You can read a description of these works at Mousse Magazine.

Visitors enter to look across life-sized heat maps of deceased animals, watching the warmth of their life leaving the corpses in real time. My looking was complicated by beauty and horror, wanting to stay and move on simultaneously.

Venice Biennale Terike Haapoja Community 2007 2013

Elsewhere, contraptions attached to branches of trees moved and made noises, a physical translation of the tree processing carbon dioxide. A tree began screeching after I blew hard onto leaves caught in one contraption. I could see and hear the invisible process of photosynthesis.

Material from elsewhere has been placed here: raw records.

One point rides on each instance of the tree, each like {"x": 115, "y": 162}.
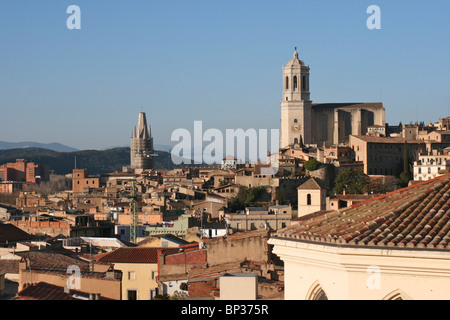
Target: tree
{"x": 301, "y": 142}
{"x": 352, "y": 181}
{"x": 312, "y": 164}
{"x": 279, "y": 197}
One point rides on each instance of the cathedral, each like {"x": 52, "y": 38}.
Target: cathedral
{"x": 321, "y": 124}
{"x": 141, "y": 145}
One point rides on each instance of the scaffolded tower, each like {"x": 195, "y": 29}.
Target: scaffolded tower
{"x": 133, "y": 213}
{"x": 141, "y": 145}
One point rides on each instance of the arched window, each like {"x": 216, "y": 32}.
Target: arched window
{"x": 397, "y": 295}
{"x": 316, "y": 292}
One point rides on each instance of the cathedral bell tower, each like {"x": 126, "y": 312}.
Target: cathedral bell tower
{"x": 296, "y": 115}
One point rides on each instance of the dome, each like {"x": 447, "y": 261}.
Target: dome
{"x": 295, "y": 61}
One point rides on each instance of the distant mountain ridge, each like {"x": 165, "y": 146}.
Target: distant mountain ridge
{"x": 55, "y": 146}
{"x": 96, "y": 161}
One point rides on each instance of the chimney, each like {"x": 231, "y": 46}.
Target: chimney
{"x": 94, "y": 296}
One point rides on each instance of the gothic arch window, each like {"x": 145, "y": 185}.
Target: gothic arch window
{"x": 396, "y": 295}
{"x": 316, "y": 292}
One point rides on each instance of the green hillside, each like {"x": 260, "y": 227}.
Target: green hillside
{"x": 96, "y": 161}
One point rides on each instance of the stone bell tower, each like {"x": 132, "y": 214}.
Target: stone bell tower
{"x": 296, "y": 115}
{"x": 141, "y": 145}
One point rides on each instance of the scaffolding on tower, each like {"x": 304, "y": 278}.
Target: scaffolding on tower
{"x": 133, "y": 212}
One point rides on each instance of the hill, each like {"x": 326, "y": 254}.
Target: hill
{"x": 96, "y": 161}
{"x": 54, "y": 146}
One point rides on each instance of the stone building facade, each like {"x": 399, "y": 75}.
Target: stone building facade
{"x": 141, "y": 145}
{"x": 323, "y": 124}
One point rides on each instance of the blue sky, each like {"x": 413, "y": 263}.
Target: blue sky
{"x": 215, "y": 61}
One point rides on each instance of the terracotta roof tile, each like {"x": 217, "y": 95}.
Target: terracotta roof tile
{"x": 417, "y": 216}
{"x": 9, "y": 232}
{"x": 135, "y": 255}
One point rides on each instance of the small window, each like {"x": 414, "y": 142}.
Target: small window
{"x": 132, "y": 295}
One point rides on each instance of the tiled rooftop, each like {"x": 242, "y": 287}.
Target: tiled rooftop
{"x": 414, "y": 217}
{"x": 47, "y": 291}
{"x": 135, "y": 255}
{"x": 57, "y": 263}
{"x": 11, "y": 233}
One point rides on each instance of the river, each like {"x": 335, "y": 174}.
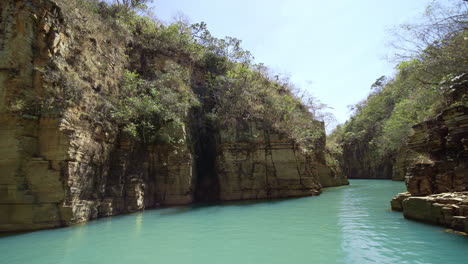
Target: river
{"x": 349, "y": 224}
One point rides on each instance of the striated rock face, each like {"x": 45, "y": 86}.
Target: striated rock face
{"x": 445, "y": 209}
{"x": 70, "y": 166}
{"x": 437, "y": 185}
{"x": 444, "y": 141}
{"x": 258, "y": 164}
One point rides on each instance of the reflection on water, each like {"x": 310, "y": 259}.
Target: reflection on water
{"x": 349, "y": 224}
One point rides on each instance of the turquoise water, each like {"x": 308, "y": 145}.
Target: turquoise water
{"x": 349, "y": 224}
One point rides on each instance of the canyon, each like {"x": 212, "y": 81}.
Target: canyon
{"x": 71, "y": 166}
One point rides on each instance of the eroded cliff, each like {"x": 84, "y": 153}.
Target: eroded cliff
{"x": 437, "y": 184}
{"x": 62, "y": 162}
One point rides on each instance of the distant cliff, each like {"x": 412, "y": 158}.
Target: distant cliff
{"x": 438, "y": 183}
{"x": 103, "y": 117}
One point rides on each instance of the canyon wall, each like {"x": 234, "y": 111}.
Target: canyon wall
{"x": 438, "y": 183}
{"x": 66, "y": 164}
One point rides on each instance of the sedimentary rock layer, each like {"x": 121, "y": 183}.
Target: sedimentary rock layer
{"x": 445, "y": 209}
{"x": 72, "y": 166}
{"x": 437, "y": 184}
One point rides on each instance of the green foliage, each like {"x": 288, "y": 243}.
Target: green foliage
{"x": 424, "y": 85}
{"x": 147, "y": 106}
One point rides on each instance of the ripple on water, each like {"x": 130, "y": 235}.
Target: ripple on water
{"x": 349, "y": 224}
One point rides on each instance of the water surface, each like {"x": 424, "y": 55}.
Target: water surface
{"x": 351, "y": 224}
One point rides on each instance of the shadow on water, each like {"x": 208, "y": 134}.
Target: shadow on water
{"x": 201, "y": 206}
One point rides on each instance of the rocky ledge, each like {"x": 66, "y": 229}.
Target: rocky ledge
{"x": 445, "y": 209}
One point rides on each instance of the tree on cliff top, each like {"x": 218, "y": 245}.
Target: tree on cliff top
{"x": 131, "y": 4}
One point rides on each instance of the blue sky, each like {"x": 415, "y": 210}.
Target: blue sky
{"x": 333, "y": 49}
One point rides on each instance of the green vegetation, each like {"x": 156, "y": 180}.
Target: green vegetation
{"x": 422, "y": 87}
{"x": 170, "y": 70}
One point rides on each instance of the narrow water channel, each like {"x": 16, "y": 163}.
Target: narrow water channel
{"x": 350, "y": 224}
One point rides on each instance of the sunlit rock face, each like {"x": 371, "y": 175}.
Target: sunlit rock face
{"x": 444, "y": 141}
{"x": 73, "y": 166}
{"x": 437, "y": 186}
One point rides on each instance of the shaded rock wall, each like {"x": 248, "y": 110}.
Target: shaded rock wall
{"x": 253, "y": 163}
{"x": 359, "y": 162}
{"x": 69, "y": 165}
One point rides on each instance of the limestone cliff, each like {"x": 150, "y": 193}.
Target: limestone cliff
{"x": 437, "y": 184}
{"x": 69, "y": 164}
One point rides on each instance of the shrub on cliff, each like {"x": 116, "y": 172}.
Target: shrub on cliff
{"x": 426, "y": 79}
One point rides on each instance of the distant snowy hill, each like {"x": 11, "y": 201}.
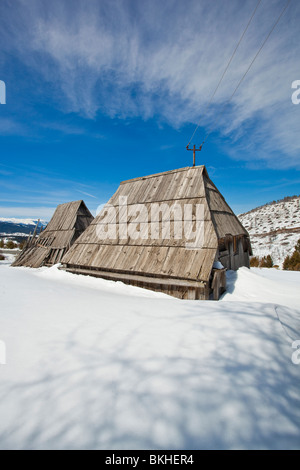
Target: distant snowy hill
{"x": 141, "y": 370}
{"x": 274, "y": 228}
{"x": 18, "y": 226}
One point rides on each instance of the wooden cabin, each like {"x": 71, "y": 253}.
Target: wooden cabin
{"x": 145, "y": 250}
{"x": 69, "y": 221}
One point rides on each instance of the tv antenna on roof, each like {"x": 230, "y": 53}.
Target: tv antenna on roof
{"x": 194, "y": 152}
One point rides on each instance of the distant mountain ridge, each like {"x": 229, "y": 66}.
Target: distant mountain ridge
{"x": 20, "y": 227}
{"x": 274, "y": 228}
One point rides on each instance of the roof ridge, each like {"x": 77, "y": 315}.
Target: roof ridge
{"x": 162, "y": 173}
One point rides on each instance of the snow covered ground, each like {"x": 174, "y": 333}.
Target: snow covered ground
{"x": 94, "y": 364}
{"x": 274, "y": 229}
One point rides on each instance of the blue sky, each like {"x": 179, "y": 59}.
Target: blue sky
{"x": 102, "y": 91}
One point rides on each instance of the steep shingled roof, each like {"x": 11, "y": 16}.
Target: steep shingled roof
{"x": 67, "y": 223}
{"x": 164, "y": 258}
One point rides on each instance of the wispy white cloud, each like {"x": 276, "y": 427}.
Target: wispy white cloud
{"x": 139, "y": 58}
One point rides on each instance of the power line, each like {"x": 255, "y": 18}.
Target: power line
{"x": 226, "y": 68}
{"x": 252, "y": 62}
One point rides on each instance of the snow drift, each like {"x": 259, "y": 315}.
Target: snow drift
{"x": 94, "y": 364}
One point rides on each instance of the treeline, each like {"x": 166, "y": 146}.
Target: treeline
{"x": 285, "y": 199}
{"x": 291, "y": 263}
{"x": 11, "y": 245}
{"x": 264, "y": 262}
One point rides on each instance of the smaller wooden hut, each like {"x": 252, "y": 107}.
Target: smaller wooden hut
{"x": 68, "y": 222}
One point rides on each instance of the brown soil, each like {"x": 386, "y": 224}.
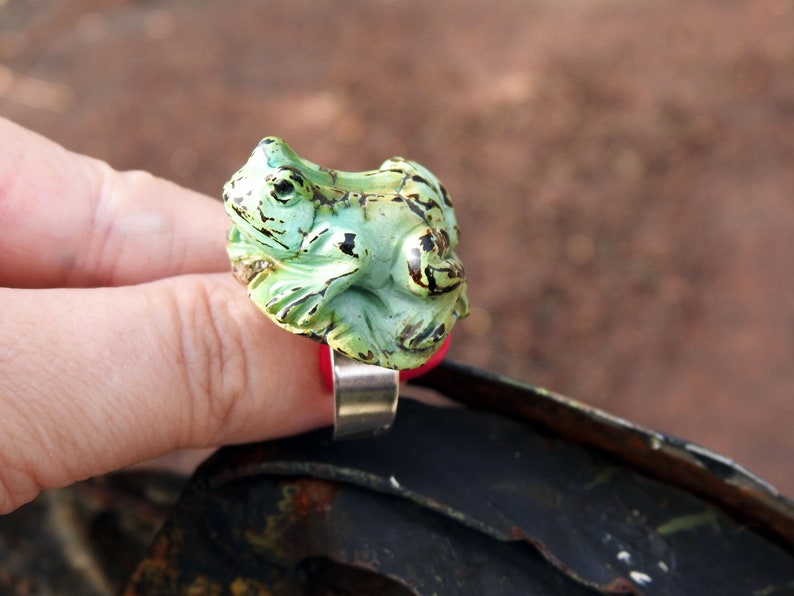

Nearby, a perspex box filled with dying leaves had porthole-like gills. It resembled a transparent coffin. They flipped open to release carbon dioxide when enough was produced by the leaf litter. As these dead leaves exhale carbon dioxide, the live trees gently move and squeal as they take it in. As I looked, I felt the room breathing. I felt and saw the world breathing. I felt the earth as a living animal.

***

These installations, and others I saw in Venice, stayed with me for days. I woke in the mornings with memories and new thoughts inspired by one or all of them. I was experiencing prolonged wonder. As Seb Chan predicts, I tweeted my way through wonder, sharing my research online into particular pieces. Was anyone there to catch it, to measure it? Thanks to the featured artists, if wonder were a key performance indicator of the Biennale, I predict this year’s event met its target, however it might be measured.

These artists have taken their audience and their diversities seriously. All three installations provide space for different types of looking and experiencing, hence more wonder was experienced by more visitors. I could see it on their faces. Contemplative visitors stood equally alongside their participating neighbors. A diversity of looking enabled more wonder.

From recent articles, it might seem like visitors fall into specific camps and aren’t open to experiencing challenging art or conducting different types of looking. To being open to wonder. But I see museum visitors engaging art of all types with an admirable curiosity and receptiveness. Despite the many articles indicating otherwise, we shouldn’t underestimate our visitors. How can we measure or monitor their wonder, have any museums attempted this? Can museums shift the dialogue away from how we look to what comes from it? Can museums assist visitors to be aware of different types of looking and explore how it affects their reactions to art? What do you think?

One Comment Post a comment
  1. jessyh19 #

    This must have been the most incredible experience. Thanks for sharing, it made for a very interesting read!